Писатель попытался утешающе погладить матери руку, может, и поцеловать ее. Мать остановила его.
– А вот это уже лишнее. И вообще, мальчики, много лишнего. Все мы ломаемся друг перед другом. Вы все хорошо знаете про эту хату. Я тоже. Все знаем: что к чему и почем, но признаться... Боимся дома, в котором живем, боимся живых и мертвых. Придумали сами себя и жизнь себе. А себя настоящих и во сне боимся увидеть.
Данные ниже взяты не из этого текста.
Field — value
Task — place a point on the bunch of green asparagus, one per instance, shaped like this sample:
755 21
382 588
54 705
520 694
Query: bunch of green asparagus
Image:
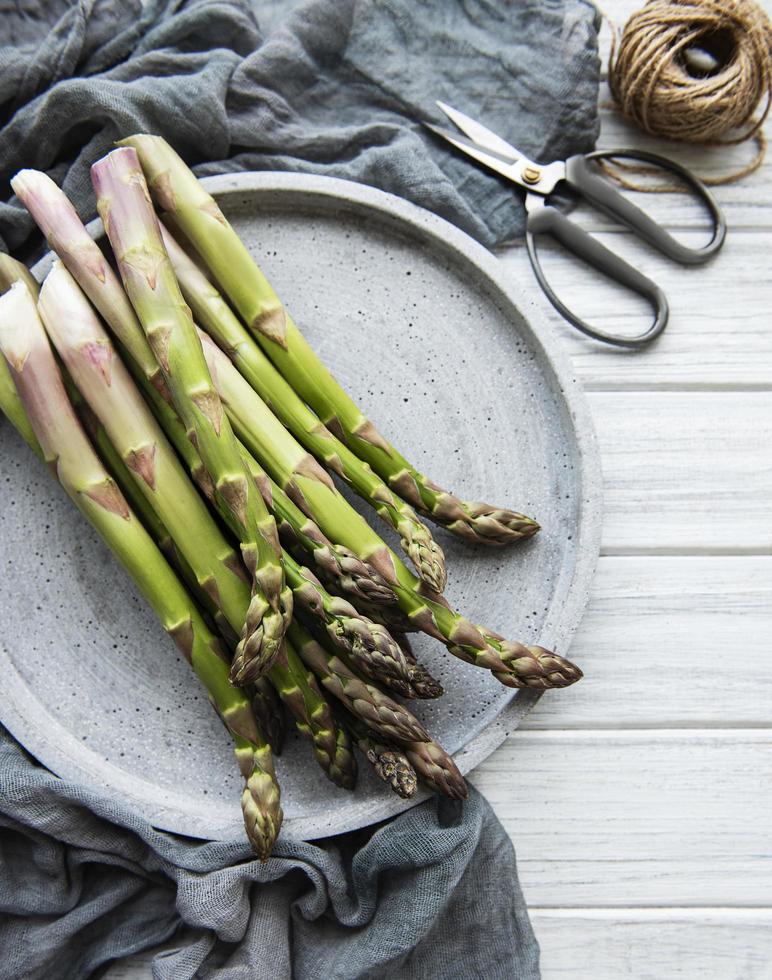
192 424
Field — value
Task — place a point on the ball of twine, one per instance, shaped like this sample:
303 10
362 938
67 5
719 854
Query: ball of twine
696 70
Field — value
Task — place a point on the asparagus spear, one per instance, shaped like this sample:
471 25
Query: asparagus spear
389 762
217 319
335 562
64 231
436 768
124 206
313 717
177 191
103 381
526 667
70 455
269 713
512 663
377 710
369 644
12 271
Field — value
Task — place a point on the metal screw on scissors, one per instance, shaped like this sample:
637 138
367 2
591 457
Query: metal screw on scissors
582 175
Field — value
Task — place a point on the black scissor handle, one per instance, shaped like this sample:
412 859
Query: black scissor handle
587 180
548 220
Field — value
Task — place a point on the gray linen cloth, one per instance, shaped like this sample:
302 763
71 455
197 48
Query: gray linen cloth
431 895
323 86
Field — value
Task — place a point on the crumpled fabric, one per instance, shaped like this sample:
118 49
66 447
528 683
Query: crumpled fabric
332 87
431 895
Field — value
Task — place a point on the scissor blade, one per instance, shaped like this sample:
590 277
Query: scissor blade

Писатель потерянно молчал, некоторое время молчал и генетик. Потом бережно закутал пустую бутылку из-под шампанского в овечий кондукторский тулуп. Снял сорочку, завернул в нее послание, спрятал под тулупом. И только проделав все это, обратился к матери:
– Прости, Теодоровна. Никогда никому не кланялся, а тебе поклонюсь. Конечно, мы знали, кто жил в этой избе, давно подбирались к ней. Ты правду говоришь, боялись. Что поделаешь - сам себя не обманешь - покойник. И твой Якушкин это хорошо понимал.
– "...Кто-то сказал, что сон - это тоже жизнь. Тем более можно было бы сказать, что и мечта есть жизнь". Это уже сам Якушкин в письме насильственно разлученной с ним жене. "И мечта есть жизнь..."
Невольно, но эти слова запомнились Наде, врезались в память, словно кто-то их высек топором. Профессор-генетик, кузнец-молотобоец постарался. Она навсегда сохранила их в себе. Порой проклинала, а чаще исступленно взывала и обращалась к ним. Они были губительны, но одновременно и спасительны.